Deportation Defense: The Battle To Distinguish Major And Minor Criminal Convictions
As a San Diego immigration lawyer, I have seen how criminal convictions can shatter the dreams and hopes of immigrant families.
Many times the criminal offenses were minor. Under state law, they were classified as misdemeanors. Yet, under immigration law, these convictions are considered immigration felonies. The term used by immigration courts is “aggravated felonies”.
Fighting The Immigration Consequences Of Criminal Convictions
There are two large problems with fighting criminal convictions at immigration trials.
One, Congress stripped away a provision allowing lawful permanent residents to show proof of rehabilitation. This rule was based on a belief that no one is morally perfect. Second chances were possible. Not any longer.
Two, Congress tightened the noose on particular offenses. Various crimes were turned into aggravated felonies. Aggravated felonies, in essence, is a code word for automatic deportations.
At immigration court hearings, judges cannot weigh whether specific crimes are major or minor. They have no discretion to determine if an immigrant, despite the wrong action, should be allowed to remain in the U.S.
As a result, deportation defense involving immigrants with criminal records has become more difficult over the past 10 years. In many cases, successful fights requires filing immigration appeals.
Distinguishing Criminal Convictions In Immmigration Court
Last week, the highest court in the country, the U.S. Supreme Court, took a long look at these issues.
In one case, Padilla v. Kentucky, Justice Stevens noted, “The drastic measure of deportation or removal is now virtually inevitable for a vast number of noncitizens convicted of crimes.” The Court ruled that given this situation, before immigrants plead guilty, criminal defense attorneys need to inform them about the high risk of deportation.

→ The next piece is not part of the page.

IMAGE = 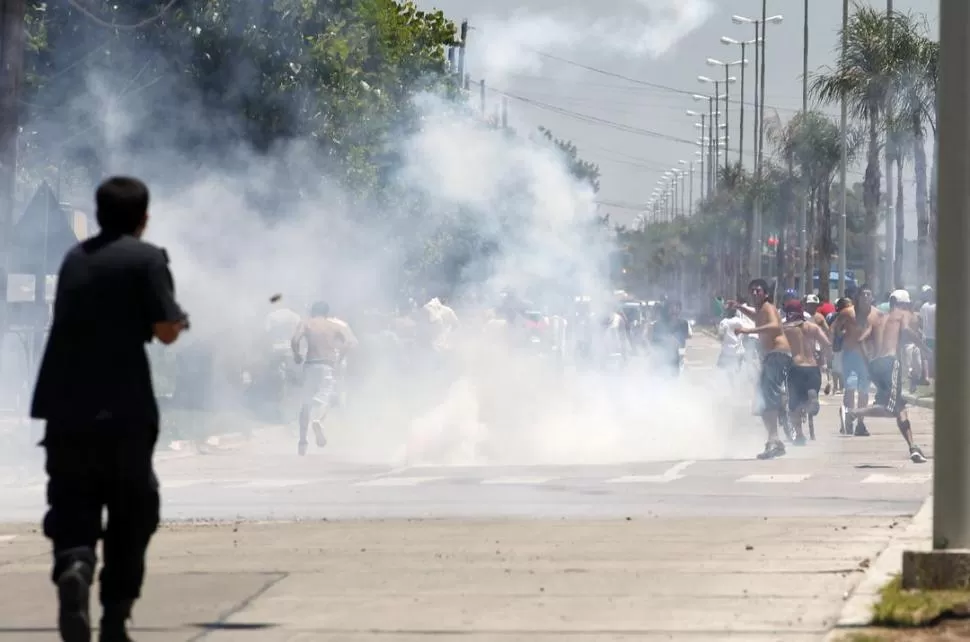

In the second case, Carachuri-Rosendo v. Holder, the Court did not make a decision. But Justice Ginsburg called the result, deportation related to two misdemeanor convictions, absurd. The first conviction was for possession of less than ounces of marijuana. The second was a conviction for possession of an anti-anxiety drug, Xanax, less than a year after the first conviction.
Within the next few weeks, the Supreme Court will make a decision in the second case. This decision will have a major impact on the cases of many, many immigrants.
A former federal judge, H. Lee Sarokin, chipped in:
“Many of these persons facing deportation have lived in this country for years, for many — virtually their entire lives. They have substantial ties to the community. Deportation for them is often more severe than any prison term.”
A Fairer Solution For Immigrants And Their Families
Having served as an immigration lawyer in Southern California for almost two decades, I have helped immigrants who cannot understand how a minor offense 40 years ago can be more important than all the good they have done since that mistake.
Judge Sarokin knows the solution:
“We must distinguish between the criminal and the minor offender…”
I agree with Judge Sarokin.
Hopefully, the Supreme Court will begin the process of separating major from minor crimes. This would allow those who have committed minor offenses a chance to prove at their immigration deportation hearings they deserve to remain here.
Isn’t this a fairer way to treat immigrants?